By Lianne Thompson, Clastop County Commissioner
As I’m writing, it’s May 15, and we’re sitting between Mother’s Day and Electon Day. I was thinking about the similarities and differences in the roles of mom and elected public official.
First thing, nobody can do either one perfectly. Both are leadership roles, requiring the courage and humility to step up and do what seems best while knowing that failure is both inevitable and no reason to stop trying. “You must be willing to be wrong—and learn from it,” said a wise
man I know. “It’s like playing cards. If you never go down, you’re not bidding high enough.”
Second thing, a person needs enough ego to take on a challenge and enough humility to learn from doing, every step of the way. We write press releases to persuade voters to elect us. Nobody writes a press release to convince people we should be allowed to become a parent.
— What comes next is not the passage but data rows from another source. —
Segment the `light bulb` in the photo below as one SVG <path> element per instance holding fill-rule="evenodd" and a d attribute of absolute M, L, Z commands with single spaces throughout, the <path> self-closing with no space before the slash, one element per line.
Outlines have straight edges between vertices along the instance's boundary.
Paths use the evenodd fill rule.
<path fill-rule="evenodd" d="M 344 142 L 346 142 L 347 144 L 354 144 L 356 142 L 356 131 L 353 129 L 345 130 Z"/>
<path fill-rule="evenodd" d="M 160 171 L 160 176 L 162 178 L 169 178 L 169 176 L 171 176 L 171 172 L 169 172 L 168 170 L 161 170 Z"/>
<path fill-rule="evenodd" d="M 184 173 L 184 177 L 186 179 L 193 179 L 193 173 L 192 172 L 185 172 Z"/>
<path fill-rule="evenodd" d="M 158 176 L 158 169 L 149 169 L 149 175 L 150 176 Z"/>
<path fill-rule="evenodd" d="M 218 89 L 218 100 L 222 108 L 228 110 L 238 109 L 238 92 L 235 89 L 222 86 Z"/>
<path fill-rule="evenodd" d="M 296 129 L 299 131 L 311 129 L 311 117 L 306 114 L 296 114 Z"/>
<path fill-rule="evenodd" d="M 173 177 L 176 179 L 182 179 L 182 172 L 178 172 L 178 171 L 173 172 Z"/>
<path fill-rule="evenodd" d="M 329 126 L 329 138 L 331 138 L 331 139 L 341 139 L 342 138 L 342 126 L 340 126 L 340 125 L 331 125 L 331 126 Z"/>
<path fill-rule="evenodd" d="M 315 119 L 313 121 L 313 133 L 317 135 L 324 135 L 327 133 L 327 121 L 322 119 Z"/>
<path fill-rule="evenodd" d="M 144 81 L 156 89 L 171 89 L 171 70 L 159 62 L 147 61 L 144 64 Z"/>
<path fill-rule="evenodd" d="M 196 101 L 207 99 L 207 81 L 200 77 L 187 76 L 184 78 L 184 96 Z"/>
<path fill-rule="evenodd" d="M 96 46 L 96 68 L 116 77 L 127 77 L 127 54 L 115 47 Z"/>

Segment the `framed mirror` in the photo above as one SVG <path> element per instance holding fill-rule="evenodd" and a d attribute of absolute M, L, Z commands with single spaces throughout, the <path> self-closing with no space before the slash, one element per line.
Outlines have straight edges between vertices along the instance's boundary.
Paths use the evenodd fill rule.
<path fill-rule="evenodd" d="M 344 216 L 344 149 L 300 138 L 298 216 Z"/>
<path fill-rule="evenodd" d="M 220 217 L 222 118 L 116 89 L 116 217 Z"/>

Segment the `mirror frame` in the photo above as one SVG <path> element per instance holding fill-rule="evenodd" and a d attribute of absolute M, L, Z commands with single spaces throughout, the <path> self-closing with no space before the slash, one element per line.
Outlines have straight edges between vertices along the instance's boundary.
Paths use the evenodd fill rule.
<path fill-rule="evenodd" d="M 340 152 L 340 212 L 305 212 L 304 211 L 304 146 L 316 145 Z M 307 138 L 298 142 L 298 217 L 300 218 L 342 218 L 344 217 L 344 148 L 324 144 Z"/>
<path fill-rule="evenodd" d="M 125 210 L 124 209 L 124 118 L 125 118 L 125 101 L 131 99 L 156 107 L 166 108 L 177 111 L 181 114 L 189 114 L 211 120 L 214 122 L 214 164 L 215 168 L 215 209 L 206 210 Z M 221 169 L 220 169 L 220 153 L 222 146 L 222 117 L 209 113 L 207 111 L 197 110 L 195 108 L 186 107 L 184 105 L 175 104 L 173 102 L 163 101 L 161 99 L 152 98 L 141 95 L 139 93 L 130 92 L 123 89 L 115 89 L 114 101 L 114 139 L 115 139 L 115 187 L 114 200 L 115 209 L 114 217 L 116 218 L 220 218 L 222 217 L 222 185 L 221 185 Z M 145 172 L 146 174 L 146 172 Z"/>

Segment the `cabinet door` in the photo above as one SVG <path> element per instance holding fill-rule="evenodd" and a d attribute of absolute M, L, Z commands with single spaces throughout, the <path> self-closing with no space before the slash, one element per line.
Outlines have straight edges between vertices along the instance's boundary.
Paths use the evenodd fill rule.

But another wise man told us in his writers’ group, “You can’t believe your own press releases.”
We’re forced during a campaign to clarify both our perception of our community’s needs and the relevance of our own skills to meet those needs. After that, it’s a matter of trust.
The third and most important part is trust. Our children probably know us better than almost anyone in the world. They figure out pretty early how to relate to us to assure their own survival, and we learn how to support them the best way we know how so they flourish in the world. That’s a tall order on both sides.
With voters and elected officials, trust is still involved, but it’s more complicated in a way. We elected folk want to hear what you have to say, but we have to listen to what everyone else has to say. Then we apply our best research skills, looking for data and opinion in order to sift and
sort into sound policy decisions, programs, and community conversations.
The fourth aspect is, how to deal with differences of opinion, conflicting needs, mutually exclusive means and methods? We can operate from the point of view that finding common values and desired results is both essential and possible.
Or we can do our very best to weaponize every conversation and seek the destruction of somebody, or anybody, we decide doesn’t deserve to live. We can harden our hearts and our minds to learning any new way of approaching the world, or we can be curiously tender and continue to grow in beauty, freedom, power, and grace.
OK, that last sentence was a giveaway, right? You can tell my bias, challenging though I find it to implement that. My impulse may be to destroy or disparage another person for some reason or no reason. My impatience, grief, hunger, or fatigue may compromise my judgment. My hope and prayer for myself and for you is that we always settle back in silence until we find our grace and kindness. Then we reach out to listen, learn, and do good together whatever our role may be.